Results and discussion

Synthesis and characterization

The probes containing carbazole donor and dicyanovinyl acceptors and different conjugation pathway, i.e., phenyl or thiophene were synthesized by the protocol shown in Scheme 1. The aldehydes were accessed by Suzuki¹⁶ or Stille¹⁷ cross coupling reactions of the corresponding reagents with 2,7-dibromo-9-(2-ethylhexyl)-9H-carbazole. Subsequently, the aldehydes were converted to the desired probes by Knoevenagel condensation with two equivalents of malononitrile in ethanol in the presence of piperidine. 2,7-Disubstituted carbazole was chosen over the 3,6-disubstituted carbazole as the former will lead to effective conjugation extension beneficial for the intense π–π* electronic excitation besides the built-in ICT.¹⁸ Interaction of cyanide would reduce the ICT while retaining the π–π* absorption. The dyes are reasonably soluble in common organic solvents such as dichloromethane, CHCl₃, THF, toluene, acetonitrile, dimethylsulfoxide and dimethylformamide and partially soluble in alcohols.

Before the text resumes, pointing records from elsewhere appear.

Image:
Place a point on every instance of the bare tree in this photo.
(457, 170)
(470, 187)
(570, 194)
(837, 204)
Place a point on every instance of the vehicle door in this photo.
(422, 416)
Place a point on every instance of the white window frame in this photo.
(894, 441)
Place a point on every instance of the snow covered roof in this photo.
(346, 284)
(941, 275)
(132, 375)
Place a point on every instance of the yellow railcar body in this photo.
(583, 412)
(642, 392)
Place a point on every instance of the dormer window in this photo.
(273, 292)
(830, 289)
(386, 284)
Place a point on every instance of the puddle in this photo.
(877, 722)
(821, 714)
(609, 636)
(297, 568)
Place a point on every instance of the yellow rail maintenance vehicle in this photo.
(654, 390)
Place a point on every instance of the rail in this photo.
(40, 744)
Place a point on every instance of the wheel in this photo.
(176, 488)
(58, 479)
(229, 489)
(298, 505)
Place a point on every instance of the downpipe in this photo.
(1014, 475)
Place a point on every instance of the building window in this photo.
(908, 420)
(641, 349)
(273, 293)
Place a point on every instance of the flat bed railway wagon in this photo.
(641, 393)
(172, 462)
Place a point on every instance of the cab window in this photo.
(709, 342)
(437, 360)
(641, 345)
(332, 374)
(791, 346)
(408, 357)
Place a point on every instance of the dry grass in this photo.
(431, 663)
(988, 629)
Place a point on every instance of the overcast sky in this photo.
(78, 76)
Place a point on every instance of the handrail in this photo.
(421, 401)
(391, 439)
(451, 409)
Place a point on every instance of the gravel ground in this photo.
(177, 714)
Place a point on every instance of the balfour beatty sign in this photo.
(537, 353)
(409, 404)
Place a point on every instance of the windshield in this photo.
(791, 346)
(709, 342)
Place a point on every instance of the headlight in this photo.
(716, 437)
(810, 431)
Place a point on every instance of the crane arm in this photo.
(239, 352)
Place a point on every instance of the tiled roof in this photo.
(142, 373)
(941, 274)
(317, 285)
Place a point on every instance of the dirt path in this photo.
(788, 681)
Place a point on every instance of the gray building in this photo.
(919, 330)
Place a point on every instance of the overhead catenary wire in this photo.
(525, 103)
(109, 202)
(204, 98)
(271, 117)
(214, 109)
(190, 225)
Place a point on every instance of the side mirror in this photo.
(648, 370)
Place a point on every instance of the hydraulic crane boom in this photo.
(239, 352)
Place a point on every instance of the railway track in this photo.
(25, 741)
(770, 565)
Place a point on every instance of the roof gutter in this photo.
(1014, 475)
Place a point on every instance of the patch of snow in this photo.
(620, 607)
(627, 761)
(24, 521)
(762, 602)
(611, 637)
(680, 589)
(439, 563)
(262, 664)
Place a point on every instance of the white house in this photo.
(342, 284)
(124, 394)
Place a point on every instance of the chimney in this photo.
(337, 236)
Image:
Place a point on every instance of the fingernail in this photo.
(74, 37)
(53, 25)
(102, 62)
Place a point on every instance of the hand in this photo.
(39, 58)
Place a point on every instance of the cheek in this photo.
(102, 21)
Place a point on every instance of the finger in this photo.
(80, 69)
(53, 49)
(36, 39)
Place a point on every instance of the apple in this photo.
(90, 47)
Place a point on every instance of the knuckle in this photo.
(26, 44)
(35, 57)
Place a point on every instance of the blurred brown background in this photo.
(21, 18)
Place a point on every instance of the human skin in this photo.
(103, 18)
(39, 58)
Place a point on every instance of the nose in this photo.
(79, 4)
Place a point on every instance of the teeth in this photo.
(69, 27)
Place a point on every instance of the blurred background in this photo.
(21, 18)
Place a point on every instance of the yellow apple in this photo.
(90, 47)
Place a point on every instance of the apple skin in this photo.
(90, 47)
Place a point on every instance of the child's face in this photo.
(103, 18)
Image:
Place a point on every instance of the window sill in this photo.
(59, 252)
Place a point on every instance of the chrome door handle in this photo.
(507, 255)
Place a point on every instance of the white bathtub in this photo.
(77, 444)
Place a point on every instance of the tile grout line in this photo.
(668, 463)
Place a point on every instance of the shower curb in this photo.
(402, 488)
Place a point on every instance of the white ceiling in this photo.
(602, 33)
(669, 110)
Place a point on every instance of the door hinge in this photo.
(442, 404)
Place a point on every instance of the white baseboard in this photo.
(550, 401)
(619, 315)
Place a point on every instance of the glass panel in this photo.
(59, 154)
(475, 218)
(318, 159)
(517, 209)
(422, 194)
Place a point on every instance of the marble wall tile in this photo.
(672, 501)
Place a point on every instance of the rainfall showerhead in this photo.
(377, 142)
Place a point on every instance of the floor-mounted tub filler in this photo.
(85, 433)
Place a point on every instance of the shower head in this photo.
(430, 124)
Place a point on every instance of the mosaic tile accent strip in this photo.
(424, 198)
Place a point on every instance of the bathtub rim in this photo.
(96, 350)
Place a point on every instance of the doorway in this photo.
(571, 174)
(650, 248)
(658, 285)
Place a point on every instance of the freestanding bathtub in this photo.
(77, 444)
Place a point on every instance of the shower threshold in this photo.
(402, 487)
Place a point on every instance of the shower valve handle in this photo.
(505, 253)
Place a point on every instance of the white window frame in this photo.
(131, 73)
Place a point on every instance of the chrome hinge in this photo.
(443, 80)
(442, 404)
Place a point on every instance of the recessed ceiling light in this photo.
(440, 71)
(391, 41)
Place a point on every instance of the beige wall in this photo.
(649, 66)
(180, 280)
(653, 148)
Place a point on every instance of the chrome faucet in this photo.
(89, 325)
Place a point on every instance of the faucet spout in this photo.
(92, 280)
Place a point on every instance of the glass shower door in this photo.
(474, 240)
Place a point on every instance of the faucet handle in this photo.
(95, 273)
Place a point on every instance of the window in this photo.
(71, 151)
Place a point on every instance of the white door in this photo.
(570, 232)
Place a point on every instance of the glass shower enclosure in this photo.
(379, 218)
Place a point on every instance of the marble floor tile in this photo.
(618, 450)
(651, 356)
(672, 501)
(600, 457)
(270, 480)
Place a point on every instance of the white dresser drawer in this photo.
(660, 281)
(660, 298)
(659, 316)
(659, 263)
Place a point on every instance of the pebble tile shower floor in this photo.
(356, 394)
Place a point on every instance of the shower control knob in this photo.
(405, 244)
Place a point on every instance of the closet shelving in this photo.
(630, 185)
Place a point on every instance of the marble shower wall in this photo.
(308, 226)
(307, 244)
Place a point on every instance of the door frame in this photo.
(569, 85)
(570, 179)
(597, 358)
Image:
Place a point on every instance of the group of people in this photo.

The dyes were thoroughly characterized by ¹H and ¹³C NMR and high resolution mass spectral methods.

Scheme 1 Synthesis of the cyanide probes 3a and 3b.

Photophysical properties

The absorption and emission spectra of the probes were analysed in different solvents. The representative spectra collected for toluene solutions are displayed in Fig. 1. The dye 3a is yellow in colour and exhibited absorption maxima at 405 nm while the dye 3b inherited orange colour and displayed absorption maxima at 466 nm attributable to the intramolecular charge transfer (ICT) from carbazole donor to dicyanovinyl acceptor on both ends. The red-shifted absorption for 3b than the phenylene derivative (3a) is in accordance with the effective and comparatively electron-rich conjugation pathway present in 3b with the aid of electron rich thiophene bridge. The nonplanar arrangement of phenyl units in 3a probably reduces the conjugation. Cyan and green emissions were observed for the dyes 3a and 3b respectively in toluene solutions (Fig. 1) (Table 1).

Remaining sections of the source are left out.